The Fortune of the Unfortunate

Lemony Snicket's A Series of Unfortunate Events (the site is rather cleverly put together) [clips] has much marvelous atmosphere to enjoy. Its claustrophobic feel is somehow reminiscent of stage plays that require your imagination to extend the world--that is, its reality brings out a sense of unreality in every location: a house teetering on precipice, a herpetologist's house, and an ocean that feels oddly like a back water pond. The period feel is also strange--houses and dress are Victorian but they drive cars and use some mechanisms that don't even exist in this present alternate universe.
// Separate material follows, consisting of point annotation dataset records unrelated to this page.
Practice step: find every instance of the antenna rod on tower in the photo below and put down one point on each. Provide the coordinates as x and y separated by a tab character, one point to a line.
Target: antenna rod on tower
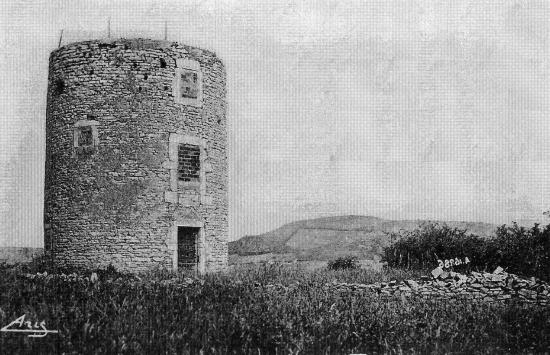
60	36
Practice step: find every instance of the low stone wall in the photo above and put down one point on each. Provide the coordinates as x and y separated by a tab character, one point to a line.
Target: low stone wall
497	286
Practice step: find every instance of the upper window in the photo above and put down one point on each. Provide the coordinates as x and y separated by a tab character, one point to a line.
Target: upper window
188	82
189	85
85	137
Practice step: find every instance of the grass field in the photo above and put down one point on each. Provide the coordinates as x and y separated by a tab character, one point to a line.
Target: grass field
164	313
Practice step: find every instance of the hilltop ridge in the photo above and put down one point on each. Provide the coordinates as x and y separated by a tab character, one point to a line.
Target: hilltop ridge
328	237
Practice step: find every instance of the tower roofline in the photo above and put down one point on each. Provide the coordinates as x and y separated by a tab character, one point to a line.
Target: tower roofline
136	44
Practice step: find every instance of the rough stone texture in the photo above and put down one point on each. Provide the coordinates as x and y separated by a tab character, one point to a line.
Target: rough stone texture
498	286
116	202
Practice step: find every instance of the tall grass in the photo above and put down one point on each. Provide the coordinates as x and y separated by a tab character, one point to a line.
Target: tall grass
238	312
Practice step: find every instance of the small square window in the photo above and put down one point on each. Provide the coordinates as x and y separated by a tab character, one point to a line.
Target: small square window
85	137
188	162
189	86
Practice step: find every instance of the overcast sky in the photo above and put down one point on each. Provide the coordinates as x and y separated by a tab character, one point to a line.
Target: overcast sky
397	109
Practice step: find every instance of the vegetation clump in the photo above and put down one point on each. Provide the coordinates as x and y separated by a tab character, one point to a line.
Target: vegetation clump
519	250
344	263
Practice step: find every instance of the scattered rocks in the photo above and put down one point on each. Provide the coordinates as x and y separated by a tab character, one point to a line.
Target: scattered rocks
498	286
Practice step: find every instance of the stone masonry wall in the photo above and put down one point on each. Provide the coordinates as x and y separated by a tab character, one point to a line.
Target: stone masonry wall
117	202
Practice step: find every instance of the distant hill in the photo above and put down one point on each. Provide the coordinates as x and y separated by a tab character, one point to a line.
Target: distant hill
330	237
12	255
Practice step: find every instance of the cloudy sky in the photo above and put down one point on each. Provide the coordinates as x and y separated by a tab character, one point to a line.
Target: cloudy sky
398	109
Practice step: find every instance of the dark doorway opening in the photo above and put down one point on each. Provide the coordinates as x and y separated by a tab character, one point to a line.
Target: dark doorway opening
188	256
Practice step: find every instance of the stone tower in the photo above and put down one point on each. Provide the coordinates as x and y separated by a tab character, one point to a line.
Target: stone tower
136	162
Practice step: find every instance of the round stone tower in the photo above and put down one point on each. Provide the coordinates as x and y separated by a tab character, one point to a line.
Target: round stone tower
136	162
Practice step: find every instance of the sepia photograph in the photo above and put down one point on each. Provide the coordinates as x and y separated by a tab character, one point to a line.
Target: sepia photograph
275	177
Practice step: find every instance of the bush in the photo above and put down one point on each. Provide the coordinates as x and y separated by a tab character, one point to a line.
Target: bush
344	262
520	250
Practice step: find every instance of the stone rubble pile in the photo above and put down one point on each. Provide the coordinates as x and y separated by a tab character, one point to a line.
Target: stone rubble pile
498	286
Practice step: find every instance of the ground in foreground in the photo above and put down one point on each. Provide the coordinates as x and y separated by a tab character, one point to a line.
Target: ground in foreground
237	312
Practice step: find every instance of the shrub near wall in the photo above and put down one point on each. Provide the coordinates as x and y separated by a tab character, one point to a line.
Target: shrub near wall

The characters are all characters--that is, people with distinctive traits and personalities: The baby's a smart-ass biter, Violet's an inventor, Klaus a book fiend who must have a kind of eidetic memory to put to use what he's read, their aunt a grammarian paranoic, and a distant uncle, Count Olaf, will stop at nothing to gain the three children's fortune.
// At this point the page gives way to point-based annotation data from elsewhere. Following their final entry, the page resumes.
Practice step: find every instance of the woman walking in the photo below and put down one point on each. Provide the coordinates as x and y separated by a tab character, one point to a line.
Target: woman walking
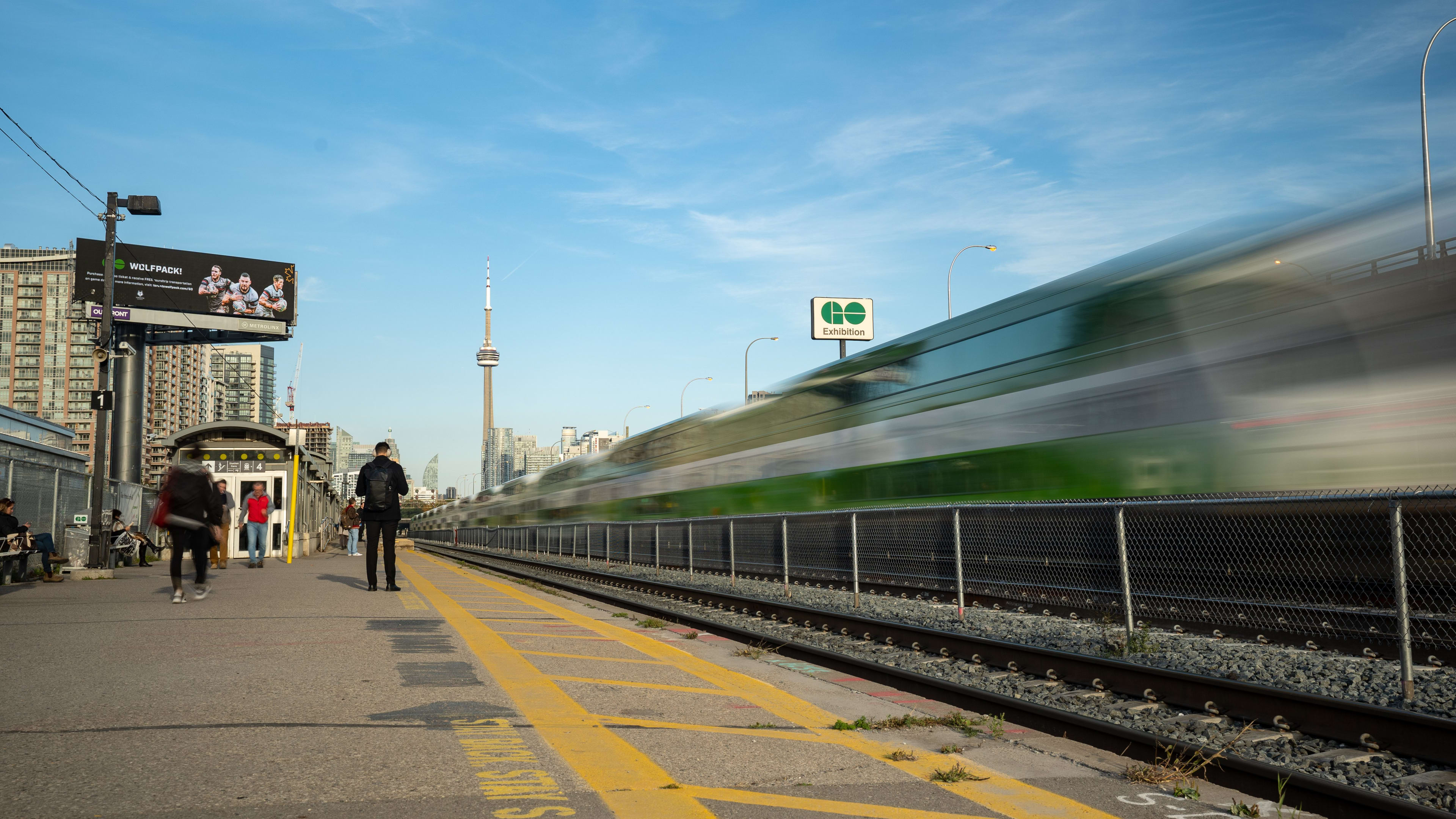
194	517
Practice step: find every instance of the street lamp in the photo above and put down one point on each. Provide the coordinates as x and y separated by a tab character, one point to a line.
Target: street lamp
992	248
104	401
625	431
746	363
685	393
1426	150
1298	265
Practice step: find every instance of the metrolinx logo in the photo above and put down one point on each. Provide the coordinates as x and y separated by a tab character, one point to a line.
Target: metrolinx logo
833	313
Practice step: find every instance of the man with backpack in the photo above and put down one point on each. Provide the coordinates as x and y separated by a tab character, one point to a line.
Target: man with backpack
382	484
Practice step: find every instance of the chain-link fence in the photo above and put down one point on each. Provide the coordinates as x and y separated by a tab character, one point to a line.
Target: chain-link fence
1352	569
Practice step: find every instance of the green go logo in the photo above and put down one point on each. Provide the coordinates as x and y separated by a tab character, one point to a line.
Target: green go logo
833	313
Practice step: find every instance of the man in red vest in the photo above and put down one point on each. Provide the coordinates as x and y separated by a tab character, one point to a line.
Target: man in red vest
257	513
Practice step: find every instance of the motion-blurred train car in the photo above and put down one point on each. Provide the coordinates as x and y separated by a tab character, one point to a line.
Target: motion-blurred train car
1247	355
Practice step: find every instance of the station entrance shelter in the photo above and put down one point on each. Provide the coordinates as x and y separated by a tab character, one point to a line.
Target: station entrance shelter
244	453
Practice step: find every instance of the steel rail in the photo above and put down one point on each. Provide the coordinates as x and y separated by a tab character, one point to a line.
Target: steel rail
1355	723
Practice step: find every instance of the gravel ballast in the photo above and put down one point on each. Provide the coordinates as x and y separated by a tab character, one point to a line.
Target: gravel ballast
1298	670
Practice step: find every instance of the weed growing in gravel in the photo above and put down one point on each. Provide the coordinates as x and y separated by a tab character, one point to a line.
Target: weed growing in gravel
956	773
756	651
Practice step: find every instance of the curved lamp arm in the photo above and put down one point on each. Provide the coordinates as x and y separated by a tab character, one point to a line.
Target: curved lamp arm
953	268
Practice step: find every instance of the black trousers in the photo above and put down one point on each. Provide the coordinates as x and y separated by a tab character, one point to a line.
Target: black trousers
372	531
197	542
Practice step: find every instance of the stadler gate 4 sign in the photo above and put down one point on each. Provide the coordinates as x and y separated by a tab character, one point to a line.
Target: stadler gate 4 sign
842	319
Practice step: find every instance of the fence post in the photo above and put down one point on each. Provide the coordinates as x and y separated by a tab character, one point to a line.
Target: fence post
960	581
1403	604
1128	579
733	564
787	593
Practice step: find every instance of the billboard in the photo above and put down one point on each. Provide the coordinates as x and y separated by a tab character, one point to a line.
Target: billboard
842	319
187	281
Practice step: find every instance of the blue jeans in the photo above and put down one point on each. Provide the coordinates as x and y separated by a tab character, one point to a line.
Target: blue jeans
257	540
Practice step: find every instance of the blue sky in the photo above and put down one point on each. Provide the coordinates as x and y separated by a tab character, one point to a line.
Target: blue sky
657	184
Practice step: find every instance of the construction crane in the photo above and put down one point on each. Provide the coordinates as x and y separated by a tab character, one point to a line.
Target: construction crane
296	371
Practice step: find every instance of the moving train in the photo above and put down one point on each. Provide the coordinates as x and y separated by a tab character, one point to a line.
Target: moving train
1258	354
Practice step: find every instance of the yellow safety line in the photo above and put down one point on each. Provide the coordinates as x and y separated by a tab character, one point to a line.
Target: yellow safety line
627	780
719	729
659	686
820	805
999	792
548	635
590	658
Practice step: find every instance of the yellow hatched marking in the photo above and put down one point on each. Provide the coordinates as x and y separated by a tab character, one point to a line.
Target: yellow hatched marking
999	792
820	805
659	686
549	635
592	658
627	780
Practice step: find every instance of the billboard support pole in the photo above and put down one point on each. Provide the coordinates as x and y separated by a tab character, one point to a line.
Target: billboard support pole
102	354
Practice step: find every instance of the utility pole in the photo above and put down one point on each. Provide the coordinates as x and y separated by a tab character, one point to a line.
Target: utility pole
100	552
139	207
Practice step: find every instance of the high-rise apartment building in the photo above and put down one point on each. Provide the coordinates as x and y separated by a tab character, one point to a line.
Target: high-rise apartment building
343	449
315	434
245	380
46	344
180	395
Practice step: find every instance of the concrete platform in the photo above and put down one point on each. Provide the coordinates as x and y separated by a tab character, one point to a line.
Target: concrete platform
295	693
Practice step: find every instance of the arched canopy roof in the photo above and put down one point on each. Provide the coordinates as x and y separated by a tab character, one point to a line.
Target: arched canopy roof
226	431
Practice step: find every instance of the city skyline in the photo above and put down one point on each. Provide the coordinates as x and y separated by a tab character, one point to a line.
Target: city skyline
657	187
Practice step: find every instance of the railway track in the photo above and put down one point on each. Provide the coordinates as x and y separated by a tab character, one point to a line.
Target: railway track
1356	725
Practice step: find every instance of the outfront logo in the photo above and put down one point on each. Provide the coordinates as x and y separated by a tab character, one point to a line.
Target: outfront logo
842	319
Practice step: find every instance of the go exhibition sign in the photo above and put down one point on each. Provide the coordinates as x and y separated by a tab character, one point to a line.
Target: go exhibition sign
842	319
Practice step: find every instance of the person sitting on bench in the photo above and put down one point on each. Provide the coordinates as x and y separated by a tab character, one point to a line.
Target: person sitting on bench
11	526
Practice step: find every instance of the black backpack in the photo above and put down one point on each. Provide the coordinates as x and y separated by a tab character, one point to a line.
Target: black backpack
379	489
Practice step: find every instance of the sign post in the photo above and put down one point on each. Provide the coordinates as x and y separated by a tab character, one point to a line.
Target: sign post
842	321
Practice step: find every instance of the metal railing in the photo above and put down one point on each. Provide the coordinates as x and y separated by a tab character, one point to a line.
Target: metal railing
1360	571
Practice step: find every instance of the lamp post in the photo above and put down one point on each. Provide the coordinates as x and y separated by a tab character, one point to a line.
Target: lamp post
992	248
746	363
625	431
1426	150
102	399
685	393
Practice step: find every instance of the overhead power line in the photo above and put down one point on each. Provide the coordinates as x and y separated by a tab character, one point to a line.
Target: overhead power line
53	159
47	172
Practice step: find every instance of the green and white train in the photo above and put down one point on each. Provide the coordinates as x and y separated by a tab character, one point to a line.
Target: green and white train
1193	366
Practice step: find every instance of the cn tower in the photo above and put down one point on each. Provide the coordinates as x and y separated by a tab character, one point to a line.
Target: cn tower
487	357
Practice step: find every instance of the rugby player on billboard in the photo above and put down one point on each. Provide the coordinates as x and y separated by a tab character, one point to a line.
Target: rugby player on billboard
215	287
273	302
242	297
The language of the film--i.e. "unfortunate events," "this is not a film for those who want to watch a happy little elf" and so on--create the impression that this will be depressing. Not so (in this I felt Ebert, while on-target elsewhere, missed the boat). True, the events themselves have the makings of major downers, but the children make do in whatever dire circumstance they find themselves in. If their opponents are clever, they are more so. There's much sleight of hand to enjoy: the language, the aforementioned filmatography, characters' games and resposes. You'll have to look beyond what you're told or what you see.

One strength and flaw is Jim Carey as Count Olaf. While he has great diversity and plays Olaf in various disguises with surprising grace, it seems he also overplays his character, tilting the game toward too much slapstick. Likewise, the draw of the characters' powerful distinctivenesses never quite achieves any reach beyond distinction. Dustin Hoffman has three lines and they're probably three of the best in the film. The thinness of characters, however, did not detract much from my pleasure of the film. There's just too much else to love.

My companion, however, took exception to the ending as unsatisfying. This may be true for those who expect complete resolution. But the ending rather surprised me in how much it worked. It brings back up previous scenes to deliver its sense to the audience, recasting the events under a new lens (this may be the key for why I didn't feel they cheated us). I will submit that if they try to pull the same story structure for the following film--if made--they'll risk boring the audience with monotony. Yet it is a film well worth seeing on the big screen, and if the movie's homepage is any example of things to come, it may be well worth owning when it comes out on DVD.